Changing Plans for America’s Inner Cities

Cincinnati’s Over-the-Rhine and Twentieth-Century Urbanism

Zane L. Miller and Bruce Tucker


Cincinnati’s historic Over-the-Rhine neighborhood began in the nineteenth century as a nonelite suburb and became in the twentieth century an inner-city slum, burdened with a broad range of problems characteristic of such places everywhere in the United States. As Zane L. Miller and Bruce Tucker point out, however, Over-the-Rhine’s history is also the history of planning for both inner-city neighborhoods and big-city downtowns. Beginning in the 1920s, Cincinnati’s government and civic leaders explored the entire repertoire of policies and programs considered or implemented in cities throughout the country for such closed-in neighborhoods.
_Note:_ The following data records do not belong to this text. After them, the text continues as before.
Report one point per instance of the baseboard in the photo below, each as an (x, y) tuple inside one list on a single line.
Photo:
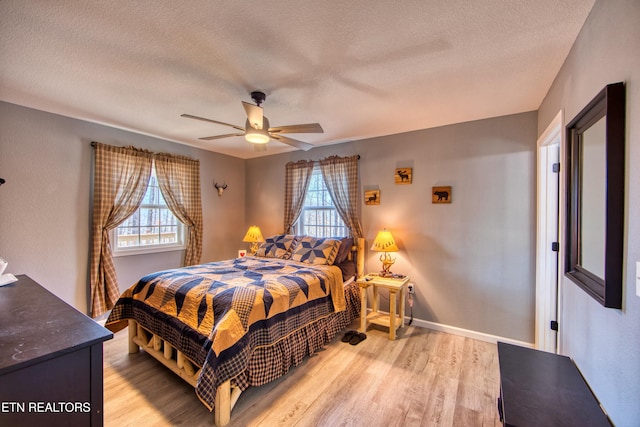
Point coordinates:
[(480, 336)]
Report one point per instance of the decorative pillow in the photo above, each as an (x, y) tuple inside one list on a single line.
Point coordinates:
[(346, 243), (277, 246), (313, 250)]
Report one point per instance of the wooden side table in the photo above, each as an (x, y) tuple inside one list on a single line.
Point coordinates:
[(395, 286)]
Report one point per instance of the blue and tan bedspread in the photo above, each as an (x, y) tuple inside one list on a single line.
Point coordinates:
[(219, 313)]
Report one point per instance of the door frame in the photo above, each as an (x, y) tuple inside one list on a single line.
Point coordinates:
[(549, 151)]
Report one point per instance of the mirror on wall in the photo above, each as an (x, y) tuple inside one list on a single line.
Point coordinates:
[(595, 196)]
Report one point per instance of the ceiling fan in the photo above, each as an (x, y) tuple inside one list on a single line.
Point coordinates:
[(257, 129)]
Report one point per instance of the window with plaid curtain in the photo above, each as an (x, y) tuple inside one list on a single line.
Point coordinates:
[(121, 176)]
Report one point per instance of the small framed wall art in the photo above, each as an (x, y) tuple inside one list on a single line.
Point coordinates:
[(441, 194), (403, 175), (372, 197)]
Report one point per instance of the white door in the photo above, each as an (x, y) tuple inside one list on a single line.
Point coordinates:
[(547, 236)]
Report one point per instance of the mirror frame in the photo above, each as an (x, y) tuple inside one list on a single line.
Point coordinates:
[(610, 104)]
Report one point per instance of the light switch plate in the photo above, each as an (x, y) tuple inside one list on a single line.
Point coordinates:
[(638, 278)]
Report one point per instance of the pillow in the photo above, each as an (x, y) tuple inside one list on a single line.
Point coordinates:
[(314, 250), (279, 246), (348, 268), (346, 243)]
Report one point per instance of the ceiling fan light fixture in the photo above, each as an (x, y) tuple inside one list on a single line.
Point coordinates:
[(257, 136)]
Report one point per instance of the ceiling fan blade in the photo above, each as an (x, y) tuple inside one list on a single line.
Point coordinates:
[(189, 116), (293, 142), (306, 128), (209, 138), (254, 114)]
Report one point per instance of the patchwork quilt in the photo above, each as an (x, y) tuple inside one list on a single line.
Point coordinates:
[(218, 313)]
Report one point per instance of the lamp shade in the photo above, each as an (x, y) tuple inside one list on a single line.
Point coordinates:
[(384, 242), (253, 235)]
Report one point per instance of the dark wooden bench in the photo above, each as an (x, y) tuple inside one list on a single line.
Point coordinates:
[(538, 388)]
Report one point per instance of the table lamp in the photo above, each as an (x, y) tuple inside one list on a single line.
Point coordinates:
[(384, 242), (253, 236)]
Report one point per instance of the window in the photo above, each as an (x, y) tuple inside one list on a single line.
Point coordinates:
[(319, 217), (152, 228)]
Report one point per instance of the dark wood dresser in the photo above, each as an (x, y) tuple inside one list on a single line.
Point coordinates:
[(50, 360), (544, 389)]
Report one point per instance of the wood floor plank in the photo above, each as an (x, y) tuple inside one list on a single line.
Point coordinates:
[(424, 378)]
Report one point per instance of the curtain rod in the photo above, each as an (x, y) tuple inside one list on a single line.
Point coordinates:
[(93, 144)]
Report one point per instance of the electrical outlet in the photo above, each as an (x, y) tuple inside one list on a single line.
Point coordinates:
[(638, 278)]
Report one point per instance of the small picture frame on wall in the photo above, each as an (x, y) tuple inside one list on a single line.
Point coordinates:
[(441, 194), (372, 197), (403, 175)]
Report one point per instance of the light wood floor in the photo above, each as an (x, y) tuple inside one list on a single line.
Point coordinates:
[(424, 378)]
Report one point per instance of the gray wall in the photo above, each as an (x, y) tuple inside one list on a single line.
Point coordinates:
[(472, 261), (605, 343), (45, 203)]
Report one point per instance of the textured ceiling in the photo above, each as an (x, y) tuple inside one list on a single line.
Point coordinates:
[(360, 68)]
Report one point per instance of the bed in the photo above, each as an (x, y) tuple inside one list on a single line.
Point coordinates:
[(228, 325)]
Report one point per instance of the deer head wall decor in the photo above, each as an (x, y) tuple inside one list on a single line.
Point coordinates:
[(220, 188)]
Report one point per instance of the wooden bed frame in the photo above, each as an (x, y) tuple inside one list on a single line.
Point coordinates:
[(158, 348)]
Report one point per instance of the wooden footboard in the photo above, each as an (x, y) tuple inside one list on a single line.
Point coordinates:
[(165, 353)]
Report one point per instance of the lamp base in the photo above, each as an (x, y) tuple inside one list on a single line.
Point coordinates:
[(253, 249)]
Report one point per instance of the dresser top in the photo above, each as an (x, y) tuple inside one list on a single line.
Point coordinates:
[(35, 325)]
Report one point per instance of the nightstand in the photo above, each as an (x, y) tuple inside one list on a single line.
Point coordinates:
[(395, 286)]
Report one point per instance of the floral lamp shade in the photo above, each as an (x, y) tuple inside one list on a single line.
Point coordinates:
[(253, 236), (385, 243)]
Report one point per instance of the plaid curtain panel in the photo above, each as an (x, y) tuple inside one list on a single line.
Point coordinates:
[(297, 177), (120, 179), (179, 181), (341, 178)]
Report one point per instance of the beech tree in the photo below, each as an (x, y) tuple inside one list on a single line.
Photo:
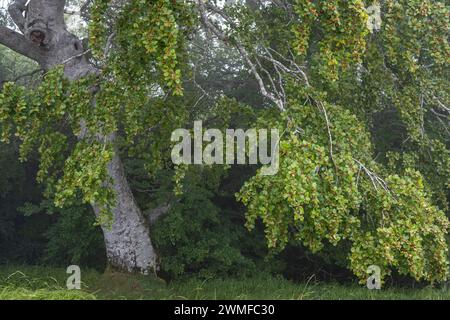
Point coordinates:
[(325, 72)]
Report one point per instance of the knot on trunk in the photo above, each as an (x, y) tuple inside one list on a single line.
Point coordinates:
[(37, 33)]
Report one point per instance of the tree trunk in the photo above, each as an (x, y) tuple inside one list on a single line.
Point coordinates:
[(46, 40)]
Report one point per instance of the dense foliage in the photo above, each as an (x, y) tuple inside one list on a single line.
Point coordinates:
[(364, 160)]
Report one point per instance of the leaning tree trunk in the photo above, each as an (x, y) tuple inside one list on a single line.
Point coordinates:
[(45, 39)]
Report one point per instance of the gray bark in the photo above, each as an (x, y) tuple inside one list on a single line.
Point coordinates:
[(46, 40)]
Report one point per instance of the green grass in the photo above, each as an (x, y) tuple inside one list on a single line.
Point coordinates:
[(26, 282)]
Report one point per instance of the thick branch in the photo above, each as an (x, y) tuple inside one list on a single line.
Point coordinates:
[(17, 42), (154, 214)]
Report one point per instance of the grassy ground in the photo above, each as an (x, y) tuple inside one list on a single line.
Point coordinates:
[(27, 282)]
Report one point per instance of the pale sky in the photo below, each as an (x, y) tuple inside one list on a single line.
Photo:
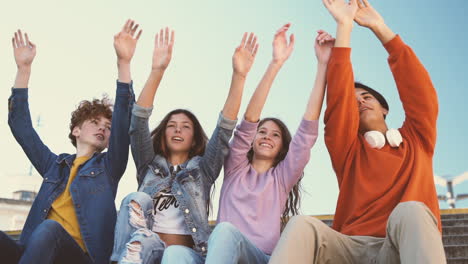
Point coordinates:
[(76, 60)]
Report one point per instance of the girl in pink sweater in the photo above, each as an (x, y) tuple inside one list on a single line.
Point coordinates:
[(264, 167)]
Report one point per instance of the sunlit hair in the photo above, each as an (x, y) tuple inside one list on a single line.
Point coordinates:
[(88, 110), (199, 140), (294, 197)]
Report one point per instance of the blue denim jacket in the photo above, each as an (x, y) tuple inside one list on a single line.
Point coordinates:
[(95, 186), (191, 185)]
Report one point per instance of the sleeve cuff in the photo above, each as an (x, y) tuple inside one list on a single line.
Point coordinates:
[(340, 55), (140, 111), (248, 126), (226, 123), (19, 92), (309, 126), (395, 44), (125, 88)]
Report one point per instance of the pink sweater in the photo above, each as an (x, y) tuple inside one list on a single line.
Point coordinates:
[(254, 202)]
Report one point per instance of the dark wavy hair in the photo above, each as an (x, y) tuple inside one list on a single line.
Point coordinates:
[(294, 198), (199, 139), (87, 110)]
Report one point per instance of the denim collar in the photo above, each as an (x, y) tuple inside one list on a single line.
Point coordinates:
[(69, 158), (165, 166)]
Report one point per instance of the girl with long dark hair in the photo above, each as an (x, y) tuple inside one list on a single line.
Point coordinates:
[(264, 167), (176, 167)]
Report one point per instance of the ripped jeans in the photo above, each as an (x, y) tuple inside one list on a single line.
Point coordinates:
[(134, 241)]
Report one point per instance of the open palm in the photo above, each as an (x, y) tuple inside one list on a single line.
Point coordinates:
[(244, 55), (23, 49), (367, 16), (163, 45), (324, 43), (342, 10), (281, 48), (125, 41)]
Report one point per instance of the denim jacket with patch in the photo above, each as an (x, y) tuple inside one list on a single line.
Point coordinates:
[(95, 186), (191, 185)]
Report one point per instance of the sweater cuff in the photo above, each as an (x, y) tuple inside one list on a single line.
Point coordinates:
[(340, 55), (247, 126), (20, 92), (309, 126), (394, 45), (140, 111)]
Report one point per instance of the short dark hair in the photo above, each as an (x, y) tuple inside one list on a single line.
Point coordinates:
[(87, 110), (374, 93), (159, 135)]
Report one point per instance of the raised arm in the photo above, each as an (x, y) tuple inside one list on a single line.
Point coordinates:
[(291, 168), (19, 117), (281, 52), (242, 61), (218, 145), (323, 46), (125, 44), (141, 143), (368, 17), (162, 54), (414, 84), (117, 156), (341, 116)]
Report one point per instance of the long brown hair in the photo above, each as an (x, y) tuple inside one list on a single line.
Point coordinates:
[(199, 141), (294, 198)]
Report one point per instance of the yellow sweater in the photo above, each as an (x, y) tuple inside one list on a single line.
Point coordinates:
[(63, 210)]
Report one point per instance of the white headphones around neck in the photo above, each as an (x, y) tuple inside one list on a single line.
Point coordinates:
[(376, 139)]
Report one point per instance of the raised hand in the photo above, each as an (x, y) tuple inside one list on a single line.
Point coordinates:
[(125, 41), (343, 11), (323, 46), (281, 48), (23, 49), (244, 55), (367, 16), (163, 44)]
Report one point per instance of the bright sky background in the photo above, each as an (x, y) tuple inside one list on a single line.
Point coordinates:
[(76, 60)]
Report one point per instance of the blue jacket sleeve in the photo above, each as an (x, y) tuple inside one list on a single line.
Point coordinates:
[(19, 120), (119, 141)]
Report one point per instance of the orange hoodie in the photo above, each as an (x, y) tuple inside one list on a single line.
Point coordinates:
[(372, 181)]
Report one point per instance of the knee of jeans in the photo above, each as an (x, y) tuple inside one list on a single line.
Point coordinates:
[(300, 224), (47, 231), (408, 211), (177, 254), (224, 231), (137, 203), (132, 253), (141, 198)]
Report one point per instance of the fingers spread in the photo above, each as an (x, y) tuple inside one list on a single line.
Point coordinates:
[(171, 43), (139, 34), (249, 40), (255, 50), (244, 38), (166, 37), (291, 40), (161, 37)]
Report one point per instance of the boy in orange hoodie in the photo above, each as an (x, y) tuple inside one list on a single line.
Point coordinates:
[(387, 210)]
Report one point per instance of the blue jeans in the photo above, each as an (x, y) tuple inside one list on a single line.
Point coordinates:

The first set of attempts included schemes for comprehensive planning, zoning, slum clearance, redevelopment, and neighborhood conservation and rehabilitation.

Over-the-Rhine survived this first assault on the slums, but at mid-century a new understanding of the city generated different visions of Over-the-Rhine’s future and long and bitter fights for control of that future. While factions fought, the neighborhood deteriorated, and by the 1990s it was one of the poorest and most violent parts of the city. The story ends with a double irony: the adoption of an Over-the-Rhine “urban renewal” plan that endorsed a ghettoish status quo; and the murder of Buddy Gray, the city's premier white community organizer, by a mentally troubled man whom Gray had rescued from the streets and befriended.

Miller and Tucker look beyond the fight over slums to illuminate other issues in American civilization. They focus on changing concepts of culture, neighborhood, and community as dynamic factors, and basic components of city planning. Changing Plans for America’s Inner Cities is essential reading for anyone concerned with the future of urban neighborhoods.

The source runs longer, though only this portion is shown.